With much of the story coming from the Vampire’s side, it’s a an interesting futurist take and the characterisation is well done to make the humanity of the Vampires show through. The Spierig Brothers’ provide enough original strands and clever little details to make Daybreakers stand out a little  in the saturated Vampire-cum-Apocalyptic market, but ultimately, it falls down a little with it’s disjointed and clunky storytelling and some poor onscreen chemistry between the leads – cold Claudia Karvan being the main culprit.

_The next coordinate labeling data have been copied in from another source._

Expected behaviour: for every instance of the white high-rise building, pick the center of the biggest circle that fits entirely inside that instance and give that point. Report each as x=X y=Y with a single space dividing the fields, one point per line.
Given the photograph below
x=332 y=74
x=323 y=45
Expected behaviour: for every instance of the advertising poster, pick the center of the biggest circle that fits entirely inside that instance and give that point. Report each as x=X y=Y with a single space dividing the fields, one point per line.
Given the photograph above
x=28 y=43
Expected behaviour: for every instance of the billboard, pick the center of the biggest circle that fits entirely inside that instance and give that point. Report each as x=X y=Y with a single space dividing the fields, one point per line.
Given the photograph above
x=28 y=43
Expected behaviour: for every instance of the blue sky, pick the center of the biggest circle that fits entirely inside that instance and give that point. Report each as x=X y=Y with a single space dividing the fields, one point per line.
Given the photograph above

Daybreakers treads a fine line between tongue-in-cheek and serious drama and it sometimes misses the mark.Willem Dafoe’s Elvis is a solitary island of witty absurdity in an otherwise grim and humourless film. After initial uneasiness, it’s easy to warm to Elvis’s inane one-liners, along the lines of ‘As dangerous as riding bareback with a five dollar hooker’, and leaves you wanting more. Dafoe and blood bank corporation boss Sam Neill ham it up to the hilt contrary to Hawkes depressingly straight-as-a-die lead.

It's Got: Lots of blood and zombies, fresh ideas

It Needs: More wisecracking Willem and less stony-faced Ethan


The attention to detail and relative originality of Daybreakers threatens to lift it above the usual Vampire fare but it’s let down in the end by poor storytelling and an unrelenting grimness.